Drakes Bay Oyster Company Making Final Appeal To Stay Open
DRAKES BAY (CBS SF) - Calling the Drakes Bay Oyster Co. a "shining example of sustainable agriculture," a lawyer for the business urged a federal appeals court in San Francisco Tuesday to allow the company to keep operating.
Attorney Amber Abbasi argued that former U.S. Interior Secretary Ken Salazar "ignored the public interest in preserving an 80-year-old farm" when he declined last year to extend the company's permit to operate in the Point Reyes National Seashore.
Company owners Kevin and Nancy Lunny are asking the 9th U.S. Circuit Court of Appeals to issue a preliminary injunction that would enable the farm to continue harvesting oysters while the owners challenge Salazar's action in a federal trial court.
A three-judge panel of the appeals court took the case under submission after hearing arguments Tuesday morning and will issue a written decision at a later date.
The farm grows oysters on 1,000 acres of submerged lands in Drakes Estero, an estuary of Drakes Bay, and packages them on 1.5 acres of land along the shoreline. It says it produces more than a third of all oysters grown in California.
The Interior Department contends a 2009 law gave Salazar discretion to decide whether to continue the permit beyond 2012, and that he had the authority to decide the area should return to wilderness.
Justice Department attorney David Gunter argued that the Lunnys and a predecessor company, Johnson Oyster Co., reached a bargain with the government when the farm received a 40-year permit in 1962.
"They got their 40 years," Gunter told the appeals court.
The oyster farm is appealing a decision in which U.S. District Judge Yvonne Gonzales Rogers of Oakland in February refused to issue a preliminary injunction, after concluding that Salazar had "complete discretion" to decide whether to continue the permit.
The appeals court later issued a temporary injunction allowing the farm to stay open until the appeal is resolved.
Current Interior Secretary Sally Jewell replaced Salazar as a defendant in the case after Salazar stepped down and Jewell took office in April.
Drakes Bay Oyster Company Making Final Appeal To Stay Open
Abassi said Salazar's decision is based on a "multitude of errors of law".
Lawyers for the Justice Department said Salazar was in the right when he backed U.S. Park Service efforts to return Drakes Estero to its natural habitat. They argued that his decision was based on the incompatibility of commercial activities in wilderness.

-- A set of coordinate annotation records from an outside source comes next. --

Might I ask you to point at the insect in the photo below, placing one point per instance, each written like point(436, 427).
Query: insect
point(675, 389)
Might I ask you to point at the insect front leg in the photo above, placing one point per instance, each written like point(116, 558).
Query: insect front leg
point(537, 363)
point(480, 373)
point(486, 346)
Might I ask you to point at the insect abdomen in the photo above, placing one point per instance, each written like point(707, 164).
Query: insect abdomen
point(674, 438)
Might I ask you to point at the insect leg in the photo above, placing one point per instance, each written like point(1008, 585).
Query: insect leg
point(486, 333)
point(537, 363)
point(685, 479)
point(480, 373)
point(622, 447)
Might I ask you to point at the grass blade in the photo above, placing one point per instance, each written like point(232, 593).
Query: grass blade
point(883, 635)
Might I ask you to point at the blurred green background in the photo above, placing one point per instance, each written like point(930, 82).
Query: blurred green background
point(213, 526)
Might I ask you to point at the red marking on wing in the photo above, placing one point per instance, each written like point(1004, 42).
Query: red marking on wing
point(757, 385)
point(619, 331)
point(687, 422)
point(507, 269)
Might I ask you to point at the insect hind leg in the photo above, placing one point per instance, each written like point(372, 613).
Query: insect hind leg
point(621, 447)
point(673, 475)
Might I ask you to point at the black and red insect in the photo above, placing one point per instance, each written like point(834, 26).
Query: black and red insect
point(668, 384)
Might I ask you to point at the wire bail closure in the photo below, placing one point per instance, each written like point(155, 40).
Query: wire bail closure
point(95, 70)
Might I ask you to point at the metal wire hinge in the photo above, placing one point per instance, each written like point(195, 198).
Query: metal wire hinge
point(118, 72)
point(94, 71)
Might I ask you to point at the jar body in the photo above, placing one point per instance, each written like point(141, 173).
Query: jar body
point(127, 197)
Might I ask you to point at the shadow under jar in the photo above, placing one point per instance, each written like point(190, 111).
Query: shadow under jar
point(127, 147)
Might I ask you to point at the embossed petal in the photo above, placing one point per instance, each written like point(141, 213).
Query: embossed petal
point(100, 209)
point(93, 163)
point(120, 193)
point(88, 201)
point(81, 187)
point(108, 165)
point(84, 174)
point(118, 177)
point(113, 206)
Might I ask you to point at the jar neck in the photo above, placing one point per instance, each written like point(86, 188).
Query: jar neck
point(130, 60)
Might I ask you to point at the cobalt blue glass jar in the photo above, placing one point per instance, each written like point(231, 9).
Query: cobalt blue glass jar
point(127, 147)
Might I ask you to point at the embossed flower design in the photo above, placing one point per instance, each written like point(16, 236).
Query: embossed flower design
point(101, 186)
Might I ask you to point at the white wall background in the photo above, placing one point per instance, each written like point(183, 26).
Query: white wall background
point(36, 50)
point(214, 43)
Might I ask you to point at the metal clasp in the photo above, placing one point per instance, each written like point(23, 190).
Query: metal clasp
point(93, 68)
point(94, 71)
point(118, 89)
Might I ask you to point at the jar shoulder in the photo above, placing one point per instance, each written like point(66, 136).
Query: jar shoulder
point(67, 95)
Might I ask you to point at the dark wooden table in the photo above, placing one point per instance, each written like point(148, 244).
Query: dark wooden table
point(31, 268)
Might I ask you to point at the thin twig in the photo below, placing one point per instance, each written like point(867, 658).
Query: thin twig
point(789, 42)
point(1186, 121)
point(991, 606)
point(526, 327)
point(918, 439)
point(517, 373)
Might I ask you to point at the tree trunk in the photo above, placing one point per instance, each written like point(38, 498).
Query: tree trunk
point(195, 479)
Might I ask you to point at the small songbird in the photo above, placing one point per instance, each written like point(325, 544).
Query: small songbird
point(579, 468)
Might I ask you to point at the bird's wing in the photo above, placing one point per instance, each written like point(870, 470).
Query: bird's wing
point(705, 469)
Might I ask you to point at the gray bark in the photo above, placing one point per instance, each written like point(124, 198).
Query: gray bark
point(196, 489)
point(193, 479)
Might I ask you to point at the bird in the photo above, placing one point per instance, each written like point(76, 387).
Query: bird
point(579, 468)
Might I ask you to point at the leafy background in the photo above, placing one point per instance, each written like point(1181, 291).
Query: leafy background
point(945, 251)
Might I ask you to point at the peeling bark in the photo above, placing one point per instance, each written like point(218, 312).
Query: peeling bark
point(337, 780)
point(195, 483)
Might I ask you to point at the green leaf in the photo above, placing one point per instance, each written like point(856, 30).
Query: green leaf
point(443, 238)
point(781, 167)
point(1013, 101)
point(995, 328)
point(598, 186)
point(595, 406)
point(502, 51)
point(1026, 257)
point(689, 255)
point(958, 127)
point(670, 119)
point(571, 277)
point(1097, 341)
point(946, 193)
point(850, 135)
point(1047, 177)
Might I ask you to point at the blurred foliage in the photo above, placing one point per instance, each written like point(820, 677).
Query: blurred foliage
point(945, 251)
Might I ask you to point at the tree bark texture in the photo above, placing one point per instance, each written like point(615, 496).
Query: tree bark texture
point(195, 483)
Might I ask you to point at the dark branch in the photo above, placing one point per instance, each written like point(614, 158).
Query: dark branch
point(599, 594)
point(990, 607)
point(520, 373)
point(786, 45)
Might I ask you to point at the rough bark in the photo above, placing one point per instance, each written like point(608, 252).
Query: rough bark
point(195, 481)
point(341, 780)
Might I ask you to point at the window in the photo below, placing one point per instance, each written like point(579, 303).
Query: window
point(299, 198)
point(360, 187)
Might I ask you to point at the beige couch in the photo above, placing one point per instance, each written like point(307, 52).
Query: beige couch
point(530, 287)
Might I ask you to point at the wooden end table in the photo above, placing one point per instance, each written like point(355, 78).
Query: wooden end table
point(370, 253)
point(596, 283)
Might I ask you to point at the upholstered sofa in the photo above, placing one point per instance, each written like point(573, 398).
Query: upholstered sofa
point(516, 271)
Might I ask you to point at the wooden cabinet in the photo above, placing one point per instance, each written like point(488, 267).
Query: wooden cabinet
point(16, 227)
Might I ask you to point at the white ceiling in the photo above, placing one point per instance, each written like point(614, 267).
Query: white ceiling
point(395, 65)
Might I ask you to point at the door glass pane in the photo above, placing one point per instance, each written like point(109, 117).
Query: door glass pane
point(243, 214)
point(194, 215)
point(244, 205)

Conservative Republicans are among the supporters of the Lunny's and favor commercial use of federal lands.
"We feel very comfortable we're doing the right thing. We believe in dearly in the protection of natural resources," Kevin Lunny said.
If the justices rule against Drake's Bay the farm will close. If they continue the injunction the case will go to trial and could ultimately lead to the U.S. Supreme Court.